Commencing at the point 0, we draw the segments of the trial equilibrium polygon parallel with the rays in the force diagram which run from the point O1 ,to the load line, and obtain the trial equilibrium polygon OB1 By drawing from O1 the line o1n parallel to the line OB1 ,we obtain the point n on the load line, from which we draw an indefinite horizontal line which will be the locus of the pole of the true equilibrium polygon. A vertical from the point o1 intersects the horizontal from n in the point o2, and this would be the pole of a trial equilibrium polygon whose closing line is horizontal, and whose vertical ordinates are equal to those of the corresponding vertical ordinates of the trial equilibrium polygon 0B1 It is only necessary to find the proper ratio by which these several ordinates should be multiplied, in order to find the corresponding ordinates of the special equilibrium polygon. It is also necessary to shift the entire trial equilibrium polygon up or down, so that the line v'"m"' which corresponds to it shall coincide with the line vm which has already been drawn. The special line v'"m'" corresponding to this trial equilibrium polygon, is found by satisfying Equation 56; but since dx is in this case a constant, it is found by determining the average value of z' ", which is the distance from any point in the trial equilibrium polygon to the proper position of the line v'"m"r corresponding to this equilibrium polygon. If the trial equilibrium polygon had been again redrawn with O2 as a pole, it should terminate in the point B; but it is practically unnecessary to do this, since we may draw the line vm' parallel to 0B1 , and measure the distance from vm' down to the various points of the trial equilibrium polygon 0B1 These various distances in the column headed z'" are as given in the accompanying tabular form (page 414).
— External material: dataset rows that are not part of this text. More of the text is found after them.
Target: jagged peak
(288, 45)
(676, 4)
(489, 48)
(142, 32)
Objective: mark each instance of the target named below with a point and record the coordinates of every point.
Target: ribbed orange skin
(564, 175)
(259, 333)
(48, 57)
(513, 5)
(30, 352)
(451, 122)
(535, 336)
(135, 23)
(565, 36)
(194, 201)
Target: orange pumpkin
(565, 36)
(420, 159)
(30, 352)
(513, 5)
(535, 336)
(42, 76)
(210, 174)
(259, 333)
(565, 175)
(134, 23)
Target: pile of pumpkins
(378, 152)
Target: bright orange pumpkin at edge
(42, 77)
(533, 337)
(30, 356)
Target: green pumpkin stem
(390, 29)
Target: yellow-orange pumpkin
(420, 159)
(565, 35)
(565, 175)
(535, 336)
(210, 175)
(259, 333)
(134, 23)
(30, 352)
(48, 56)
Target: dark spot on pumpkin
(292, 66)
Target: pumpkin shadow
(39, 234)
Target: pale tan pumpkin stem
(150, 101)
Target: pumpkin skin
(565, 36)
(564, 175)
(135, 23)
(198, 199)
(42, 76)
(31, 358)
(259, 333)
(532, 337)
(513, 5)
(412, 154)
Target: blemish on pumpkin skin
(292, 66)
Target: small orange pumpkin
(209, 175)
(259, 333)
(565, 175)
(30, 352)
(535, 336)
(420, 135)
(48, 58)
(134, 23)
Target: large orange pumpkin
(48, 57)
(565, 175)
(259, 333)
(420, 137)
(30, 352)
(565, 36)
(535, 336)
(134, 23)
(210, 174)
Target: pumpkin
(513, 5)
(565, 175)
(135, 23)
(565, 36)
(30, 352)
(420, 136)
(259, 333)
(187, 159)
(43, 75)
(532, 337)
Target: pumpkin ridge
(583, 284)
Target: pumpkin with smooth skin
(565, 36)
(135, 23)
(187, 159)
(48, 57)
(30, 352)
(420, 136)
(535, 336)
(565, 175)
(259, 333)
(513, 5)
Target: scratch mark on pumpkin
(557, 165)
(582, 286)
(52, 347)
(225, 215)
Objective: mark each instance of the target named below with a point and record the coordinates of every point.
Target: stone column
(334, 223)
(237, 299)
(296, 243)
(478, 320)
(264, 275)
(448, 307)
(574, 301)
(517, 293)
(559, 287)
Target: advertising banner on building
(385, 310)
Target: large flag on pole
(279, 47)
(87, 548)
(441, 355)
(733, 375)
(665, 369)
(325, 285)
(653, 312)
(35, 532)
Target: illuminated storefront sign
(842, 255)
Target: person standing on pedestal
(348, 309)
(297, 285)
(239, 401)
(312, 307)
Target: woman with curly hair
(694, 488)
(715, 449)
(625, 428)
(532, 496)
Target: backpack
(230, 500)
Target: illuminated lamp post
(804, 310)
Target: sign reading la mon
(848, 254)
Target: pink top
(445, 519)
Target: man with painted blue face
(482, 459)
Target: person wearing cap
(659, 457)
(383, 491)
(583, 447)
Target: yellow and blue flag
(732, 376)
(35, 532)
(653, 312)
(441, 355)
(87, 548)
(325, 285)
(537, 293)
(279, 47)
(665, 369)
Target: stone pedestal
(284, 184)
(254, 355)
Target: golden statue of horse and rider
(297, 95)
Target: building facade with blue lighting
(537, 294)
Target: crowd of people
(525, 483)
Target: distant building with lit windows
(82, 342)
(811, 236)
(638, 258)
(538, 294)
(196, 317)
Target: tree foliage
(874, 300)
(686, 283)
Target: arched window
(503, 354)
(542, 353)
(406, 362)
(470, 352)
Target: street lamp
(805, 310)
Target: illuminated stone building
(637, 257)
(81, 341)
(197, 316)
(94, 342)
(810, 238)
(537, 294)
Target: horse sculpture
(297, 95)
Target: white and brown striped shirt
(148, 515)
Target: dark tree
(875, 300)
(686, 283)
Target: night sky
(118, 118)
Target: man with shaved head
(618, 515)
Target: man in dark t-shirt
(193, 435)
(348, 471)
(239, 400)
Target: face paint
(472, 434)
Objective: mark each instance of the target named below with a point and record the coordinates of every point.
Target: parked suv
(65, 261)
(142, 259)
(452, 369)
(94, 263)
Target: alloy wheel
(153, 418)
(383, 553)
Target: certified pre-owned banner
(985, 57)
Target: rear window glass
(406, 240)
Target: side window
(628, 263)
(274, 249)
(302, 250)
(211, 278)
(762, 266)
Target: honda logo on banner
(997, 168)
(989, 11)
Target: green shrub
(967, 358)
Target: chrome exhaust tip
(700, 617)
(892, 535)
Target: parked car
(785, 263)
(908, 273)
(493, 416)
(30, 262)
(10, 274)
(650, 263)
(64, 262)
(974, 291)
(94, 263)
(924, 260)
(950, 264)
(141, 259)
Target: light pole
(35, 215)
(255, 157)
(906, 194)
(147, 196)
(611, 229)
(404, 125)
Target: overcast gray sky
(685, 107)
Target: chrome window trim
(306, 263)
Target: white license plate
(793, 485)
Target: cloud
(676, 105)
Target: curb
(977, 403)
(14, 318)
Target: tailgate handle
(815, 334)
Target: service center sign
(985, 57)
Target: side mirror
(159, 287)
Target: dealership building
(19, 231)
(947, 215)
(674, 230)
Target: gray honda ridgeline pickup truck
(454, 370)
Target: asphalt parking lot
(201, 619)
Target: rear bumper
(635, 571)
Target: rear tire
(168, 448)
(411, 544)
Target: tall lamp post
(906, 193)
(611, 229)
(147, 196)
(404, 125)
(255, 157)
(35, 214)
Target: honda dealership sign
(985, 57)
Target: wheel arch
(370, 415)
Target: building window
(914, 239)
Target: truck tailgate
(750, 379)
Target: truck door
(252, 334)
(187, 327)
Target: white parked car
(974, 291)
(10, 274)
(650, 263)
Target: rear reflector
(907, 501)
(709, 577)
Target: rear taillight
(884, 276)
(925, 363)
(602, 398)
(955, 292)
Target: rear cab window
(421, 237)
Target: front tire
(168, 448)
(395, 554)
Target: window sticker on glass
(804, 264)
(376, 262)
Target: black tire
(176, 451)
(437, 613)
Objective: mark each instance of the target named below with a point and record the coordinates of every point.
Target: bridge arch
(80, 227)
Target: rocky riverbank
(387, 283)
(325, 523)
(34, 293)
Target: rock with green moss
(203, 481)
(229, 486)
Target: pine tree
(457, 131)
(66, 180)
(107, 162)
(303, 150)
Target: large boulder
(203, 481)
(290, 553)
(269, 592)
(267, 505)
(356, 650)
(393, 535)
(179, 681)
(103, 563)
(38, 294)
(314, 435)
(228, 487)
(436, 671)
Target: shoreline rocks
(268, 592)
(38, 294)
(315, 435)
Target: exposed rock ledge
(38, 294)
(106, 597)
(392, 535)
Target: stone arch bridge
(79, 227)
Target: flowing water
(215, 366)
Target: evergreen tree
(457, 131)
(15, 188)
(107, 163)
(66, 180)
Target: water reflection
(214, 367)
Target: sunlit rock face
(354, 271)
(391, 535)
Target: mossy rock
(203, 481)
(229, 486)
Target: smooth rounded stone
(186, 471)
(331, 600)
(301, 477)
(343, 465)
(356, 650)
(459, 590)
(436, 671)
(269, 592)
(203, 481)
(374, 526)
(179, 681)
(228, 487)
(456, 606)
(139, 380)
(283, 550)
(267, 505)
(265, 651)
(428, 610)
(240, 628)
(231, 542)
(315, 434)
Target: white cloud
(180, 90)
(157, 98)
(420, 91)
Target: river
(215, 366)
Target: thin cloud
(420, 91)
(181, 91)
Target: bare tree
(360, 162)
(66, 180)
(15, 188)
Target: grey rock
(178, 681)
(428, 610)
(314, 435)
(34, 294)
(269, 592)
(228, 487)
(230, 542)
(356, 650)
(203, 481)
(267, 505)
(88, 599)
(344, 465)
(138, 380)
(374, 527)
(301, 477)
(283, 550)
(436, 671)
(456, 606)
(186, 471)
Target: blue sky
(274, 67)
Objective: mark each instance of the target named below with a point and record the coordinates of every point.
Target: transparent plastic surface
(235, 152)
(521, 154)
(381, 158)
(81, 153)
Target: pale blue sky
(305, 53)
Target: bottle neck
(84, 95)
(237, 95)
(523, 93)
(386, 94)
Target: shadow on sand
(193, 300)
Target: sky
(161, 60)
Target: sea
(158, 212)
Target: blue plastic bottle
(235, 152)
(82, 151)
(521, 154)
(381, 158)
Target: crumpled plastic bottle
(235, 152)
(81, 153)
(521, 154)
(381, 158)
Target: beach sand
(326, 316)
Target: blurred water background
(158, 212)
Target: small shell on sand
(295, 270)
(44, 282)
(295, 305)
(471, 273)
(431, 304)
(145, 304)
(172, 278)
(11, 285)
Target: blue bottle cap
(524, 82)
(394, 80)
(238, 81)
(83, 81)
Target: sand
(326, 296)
We have here the rather unusual case that the trial equilibrium polygon is entirely below the line vm'; and the ordinates are all negative, instead of being partially positive and partially negative. In any case, the algebraic sum should be taken, which should be divided by the number of ordinates. In this case we find that the mean value of z'" is - 3.44. Drawing the line v'"m'" parallel to vm', and at a vertical distance of 3.44 feet below it, we find the position of the vm line for the trial equilibrium polygon 0B1 This line intersects the trial equilibrium polygon at the points h" and k". The student should note that, it is a mere accidental coincidence that the point k" comes almost exactly on the intrados. By drawing verticals from h" and k" to the line vm, we obtain the points h and k, which will be two points in the true equilibrium polygon.